In November 2004, Iijima was invited to speak about her past at the Foreign Correspondents' Club of Japan. Later the same month, she participated in a United Nations program in Tokyo on AIDS awareness in the week leading up to World AIDS Day on December 1, 2004. She made cameo appearances in the 2005 horror film The Curse (Noroi) and the September 2006 police show parody,The Rug Cop (ヅラ刑事（ヅラデカ）, Zura deka).

=== Retirement ===
After the difficulties of her early life, Iijima's career in mainstream entertainment had been remarkably free of trouble for over a decade until she was victimized by an embezzler at her talent agency, who took about 100 million yen from her. Late in 2006, she took two weeks off from her position as a panelist on the Sunday morning TV variety show, Sunday Japon. She later revealed in her blog that she was suffering from health problems, causing rumors of her possible retirement from show business to circulate in the press. In March 2007, when asked by the host of Sunday Japon whether rumors of her retirement were true, Iijima replied, "Yes, I have been wanting to quit for some time. I will announce my future plans next week."

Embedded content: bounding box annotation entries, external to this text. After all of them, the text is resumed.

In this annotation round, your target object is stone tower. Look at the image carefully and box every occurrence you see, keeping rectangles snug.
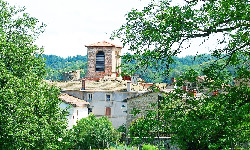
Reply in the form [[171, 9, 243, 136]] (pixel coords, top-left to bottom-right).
[[85, 41, 122, 79]]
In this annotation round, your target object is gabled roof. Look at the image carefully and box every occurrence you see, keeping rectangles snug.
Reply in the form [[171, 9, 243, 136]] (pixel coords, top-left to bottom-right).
[[59, 93, 89, 107], [85, 41, 122, 48]]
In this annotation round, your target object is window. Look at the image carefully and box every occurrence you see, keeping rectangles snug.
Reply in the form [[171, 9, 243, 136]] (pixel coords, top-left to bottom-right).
[[95, 51, 105, 72], [88, 108, 93, 114], [105, 107, 111, 116], [87, 93, 93, 102], [106, 94, 111, 101]]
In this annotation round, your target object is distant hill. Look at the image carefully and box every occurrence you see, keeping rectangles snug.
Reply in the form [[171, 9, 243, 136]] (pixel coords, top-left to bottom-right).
[[43, 54, 233, 83], [43, 55, 87, 81]]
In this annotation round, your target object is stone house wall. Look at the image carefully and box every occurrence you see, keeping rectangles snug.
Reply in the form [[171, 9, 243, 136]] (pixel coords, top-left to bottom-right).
[[126, 92, 161, 127]]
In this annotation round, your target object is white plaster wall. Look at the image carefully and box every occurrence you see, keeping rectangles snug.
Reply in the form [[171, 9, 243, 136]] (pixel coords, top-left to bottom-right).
[[60, 103, 88, 129]]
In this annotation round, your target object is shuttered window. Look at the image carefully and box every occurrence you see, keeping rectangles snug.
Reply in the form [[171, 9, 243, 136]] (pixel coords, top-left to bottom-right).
[[95, 51, 105, 72]]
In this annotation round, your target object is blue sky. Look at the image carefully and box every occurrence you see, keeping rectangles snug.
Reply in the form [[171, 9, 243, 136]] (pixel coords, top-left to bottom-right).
[[7, 0, 150, 57], [7, 0, 221, 57]]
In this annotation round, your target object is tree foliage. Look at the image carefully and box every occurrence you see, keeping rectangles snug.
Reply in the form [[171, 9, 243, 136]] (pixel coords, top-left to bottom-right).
[[114, 0, 250, 149], [69, 114, 120, 149], [0, 1, 67, 149], [43, 55, 87, 81]]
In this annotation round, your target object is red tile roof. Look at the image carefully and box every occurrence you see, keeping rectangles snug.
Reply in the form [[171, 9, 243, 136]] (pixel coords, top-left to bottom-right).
[[85, 41, 122, 48], [59, 93, 89, 107]]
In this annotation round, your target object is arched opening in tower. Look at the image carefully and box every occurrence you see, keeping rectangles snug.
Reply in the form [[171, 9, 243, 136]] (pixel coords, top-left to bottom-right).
[[95, 51, 105, 72]]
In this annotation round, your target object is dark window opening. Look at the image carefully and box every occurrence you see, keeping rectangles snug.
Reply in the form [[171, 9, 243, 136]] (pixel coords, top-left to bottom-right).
[[106, 94, 111, 101], [95, 51, 105, 71], [105, 107, 111, 117]]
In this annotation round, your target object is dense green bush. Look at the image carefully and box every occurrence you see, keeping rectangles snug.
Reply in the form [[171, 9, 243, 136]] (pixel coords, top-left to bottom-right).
[[68, 114, 120, 149]]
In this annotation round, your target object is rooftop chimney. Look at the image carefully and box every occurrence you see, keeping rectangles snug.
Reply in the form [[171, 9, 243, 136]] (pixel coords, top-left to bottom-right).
[[127, 81, 131, 92]]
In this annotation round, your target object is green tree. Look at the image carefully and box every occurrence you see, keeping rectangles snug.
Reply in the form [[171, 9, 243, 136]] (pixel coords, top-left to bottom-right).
[[68, 114, 120, 149], [114, 0, 250, 149], [0, 0, 67, 149]]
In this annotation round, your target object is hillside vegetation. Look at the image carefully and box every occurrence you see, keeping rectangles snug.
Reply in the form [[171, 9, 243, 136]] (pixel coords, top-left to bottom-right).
[[43, 54, 233, 83]]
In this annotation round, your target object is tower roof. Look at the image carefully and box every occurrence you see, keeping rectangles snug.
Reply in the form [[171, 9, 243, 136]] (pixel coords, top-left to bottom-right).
[[85, 41, 122, 48]]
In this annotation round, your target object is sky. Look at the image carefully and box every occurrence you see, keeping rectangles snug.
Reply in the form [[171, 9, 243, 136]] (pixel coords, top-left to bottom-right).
[[7, 0, 221, 58], [7, 0, 150, 57]]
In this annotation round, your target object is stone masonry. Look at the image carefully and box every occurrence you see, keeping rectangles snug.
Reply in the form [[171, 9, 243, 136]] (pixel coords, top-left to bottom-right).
[[85, 41, 122, 79]]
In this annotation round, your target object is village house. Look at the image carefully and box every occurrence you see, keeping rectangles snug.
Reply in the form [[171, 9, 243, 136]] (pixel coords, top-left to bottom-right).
[[59, 93, 89, 129], [48, 41, 174, 128]]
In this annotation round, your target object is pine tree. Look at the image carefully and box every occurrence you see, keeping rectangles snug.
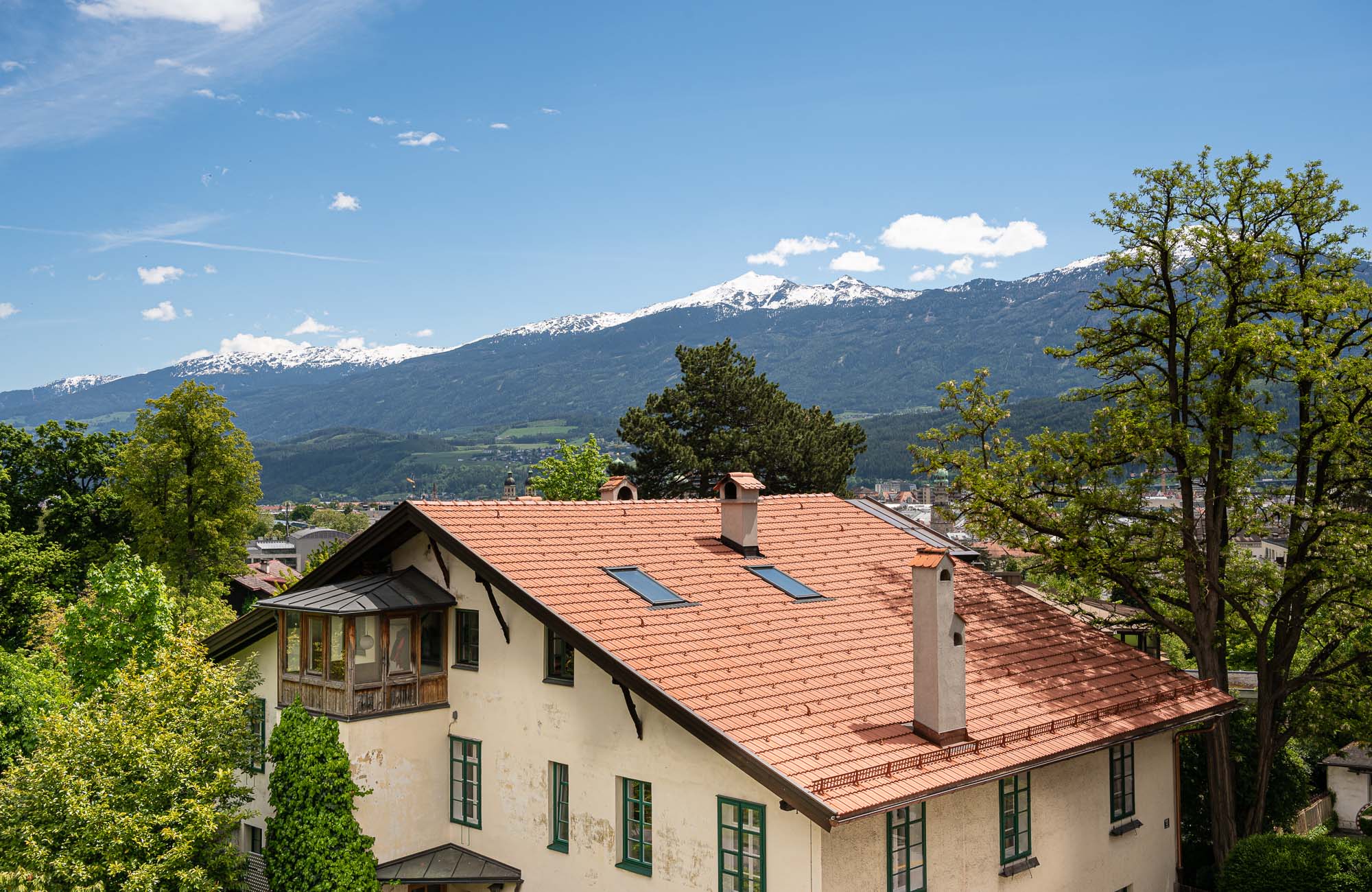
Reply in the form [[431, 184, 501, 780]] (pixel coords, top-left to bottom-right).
[[262, 701, 381, 892]]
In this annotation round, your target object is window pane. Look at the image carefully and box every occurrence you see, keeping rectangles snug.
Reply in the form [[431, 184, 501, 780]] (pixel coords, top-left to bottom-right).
[[390, 616, 414, 674], [420, 613, 443, 675], [284, 612, 300, 672], [353, 616, 381, 685], [329, 616, 347, 682]]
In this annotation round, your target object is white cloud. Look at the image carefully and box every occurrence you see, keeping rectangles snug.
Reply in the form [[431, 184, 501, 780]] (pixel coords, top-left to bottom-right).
[[139, 266, 185, 285], [288, 316, 343, 335], [881, 214, 1048, 257], [829, 251, 886, 273], [748, 236, 838, 266], [143, 301, 176, 322], [329, 192, 362, 210], [910, 257, 971, 281], [258, 108, 310, 121], [77, 0, 262, 32], [395, 130, 447, 145], [155, 59, 214, 77]]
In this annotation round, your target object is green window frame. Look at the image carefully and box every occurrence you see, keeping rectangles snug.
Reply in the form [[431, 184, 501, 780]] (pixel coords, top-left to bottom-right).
[[1000, 771, 1033, 865], [547, 762, 571, 852], [615, 777, 653, 877], [248, 697, 266, 774], [886, 803, 926, 892], [719, 796, 767, 892], [543, 629, 576, 685], [453, 611, 482, 668], [1110, 741, 1133, 821], [447, 734, 482, 830]]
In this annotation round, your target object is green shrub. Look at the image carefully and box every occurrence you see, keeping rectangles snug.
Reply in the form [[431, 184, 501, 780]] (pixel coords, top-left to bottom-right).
[[1218, 834, 1372, 892]]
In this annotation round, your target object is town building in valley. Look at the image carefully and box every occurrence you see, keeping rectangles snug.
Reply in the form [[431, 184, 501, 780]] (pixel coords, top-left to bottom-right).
[[207, 473, 1235, 892]]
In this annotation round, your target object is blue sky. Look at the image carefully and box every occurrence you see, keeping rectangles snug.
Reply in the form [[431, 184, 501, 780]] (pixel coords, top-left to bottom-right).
[[0, 0, 1372, 390]]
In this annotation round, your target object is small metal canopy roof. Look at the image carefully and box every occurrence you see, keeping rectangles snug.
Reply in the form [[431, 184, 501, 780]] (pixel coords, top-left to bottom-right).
[[257, 567, 457, 613], [376, 843, 523, 885]]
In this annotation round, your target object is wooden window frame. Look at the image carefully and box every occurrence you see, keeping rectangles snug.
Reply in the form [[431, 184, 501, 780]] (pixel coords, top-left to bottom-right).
[[715, 796, 767, 892], [615, 777, 653, 877], [547, 762, 572, 852], [447, 734, 482, 830]]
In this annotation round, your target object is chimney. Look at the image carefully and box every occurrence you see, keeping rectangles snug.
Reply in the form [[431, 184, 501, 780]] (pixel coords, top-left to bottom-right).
[[715, 471, 766, 557], [600, 476, 638, 502], [911, 549, 967, 747]]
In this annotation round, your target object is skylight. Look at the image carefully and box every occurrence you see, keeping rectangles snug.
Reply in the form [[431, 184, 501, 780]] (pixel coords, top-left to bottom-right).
[[602, 567, 690, 607], [745, 564, 825, 601]]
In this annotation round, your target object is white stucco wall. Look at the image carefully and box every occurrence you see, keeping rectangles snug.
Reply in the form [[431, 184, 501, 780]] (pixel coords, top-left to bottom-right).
[[823, 734, 1176, 892], [1327, 766, 1372, 830]]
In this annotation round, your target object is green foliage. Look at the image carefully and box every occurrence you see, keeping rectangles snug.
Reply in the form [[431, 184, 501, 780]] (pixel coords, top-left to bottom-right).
[[54, 545, 173, 697], [0, 531, 82, 650], [0, 649, 71, 774], [0, 639, 255, 892], [263, 701, 380, 892], [530, 434, 609, 502], [619, 338, 866, 498], [1218, 834, 1372, 892], [111, 380, 262, 590], [310, 508, 372, 534]]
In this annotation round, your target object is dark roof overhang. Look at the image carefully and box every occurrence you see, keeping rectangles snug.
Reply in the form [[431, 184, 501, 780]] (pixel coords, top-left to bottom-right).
[[376, 843, 521, 885], [257, 567, 457, 615]]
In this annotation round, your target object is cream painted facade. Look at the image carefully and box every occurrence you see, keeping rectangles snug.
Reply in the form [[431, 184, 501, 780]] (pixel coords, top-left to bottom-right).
[[228, 537, 1176, 892]]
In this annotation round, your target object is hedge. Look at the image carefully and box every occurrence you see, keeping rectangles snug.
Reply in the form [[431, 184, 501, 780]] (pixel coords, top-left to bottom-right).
[[1218, 834, 1372, 892]]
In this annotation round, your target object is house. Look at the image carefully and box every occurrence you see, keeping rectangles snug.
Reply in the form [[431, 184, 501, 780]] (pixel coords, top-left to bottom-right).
[[207, 473, 1233, 892], [1321, 741, 1372, 830]]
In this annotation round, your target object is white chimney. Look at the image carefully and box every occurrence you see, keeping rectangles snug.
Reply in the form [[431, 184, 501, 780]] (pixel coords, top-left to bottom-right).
[[715, 471, 766, 557], [911, 549, 967, 747]]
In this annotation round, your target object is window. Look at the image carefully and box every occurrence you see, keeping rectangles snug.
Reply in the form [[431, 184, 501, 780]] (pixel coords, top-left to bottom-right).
[[353, 616, 381, 685], [305, 616, 324, 675], [420, 612, 443, 675], [248, 697, 266, 774], [1110, 742, 1133, 821], [605, 567, 690, 607], [390, 616, 414, 675], [447, 737, 482, 830], [615, 777, 653, 877], [547, 762, 571, 852], [543, 629, 576, 685], [1000, 771, 1030, 865], [886, 803, 925, 892], [329, 616, 347, 682], [719, 796, 767, 892], [745, 565, 825, 601], [285, 611, 300, 672], [453, 611, 482, 668]]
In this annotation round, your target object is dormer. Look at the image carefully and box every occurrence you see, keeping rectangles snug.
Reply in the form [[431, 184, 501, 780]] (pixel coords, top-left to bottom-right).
[[715, 471, 766, 557]]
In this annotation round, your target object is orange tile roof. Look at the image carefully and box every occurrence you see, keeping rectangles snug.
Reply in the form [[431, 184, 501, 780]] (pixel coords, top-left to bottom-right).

Iijima's farewell appearance was at the end of March 2007 on the TV program KinSuma, on which she had been a regular for five years. It was described as "a teary two-hour sayonara party complete with speeches, bouquets and lots of blubbering". However, when psychic Fujiko Kimura confronted Iijima on the program, telling her not to retire and suggesting that there was more behind the retirement announcement than had been made public, Iijima "seemed to admit as much and was reduced to tears." Whatever the circumstances leading to the decision, Ai Iijima's retirement at the age of 34 brought an end to what has been called "one of the more remarkable careers in the cutthroat Japanese entertainment world".

=== Death ===
On December 24, 2008, at about 3:30 p.m. (JST), Iijima was found dead in her 21st floor Tokyo apartment, not far from Shibuya Crossing. She was found lying face-down on the floor when medics forced their way into her place. She had been dead for about seven days, police said. On March 3, 2007, Sports Nippon had reported that Ai Iijima was suffering from hay fever, pyelitis (ascending urinary tract infection that has reached the pyelum (pelvis) of the kidney), cystitis, and acute backache. She had written in her blog that she had kidney problems and inflammation of the urinary tract and bladder. In February 2009, police announced that the pathology examination showed she had died of pneumonia, and that there was no suggestion of either suicide or murder.

On March 1, 2009, a memorial service for Iijima was held at the Tokyo Prince Hotel with 700 friends and relatives attending. Later in the day, some 1500 people offered prayers as the service was opened to the public. All proceeds for the day went to the Japan Foundation for AIDS Prevention. Iijima was given a posthumous Special Award at the 9th Takeshi Kitano Entertainment Awards for 2009.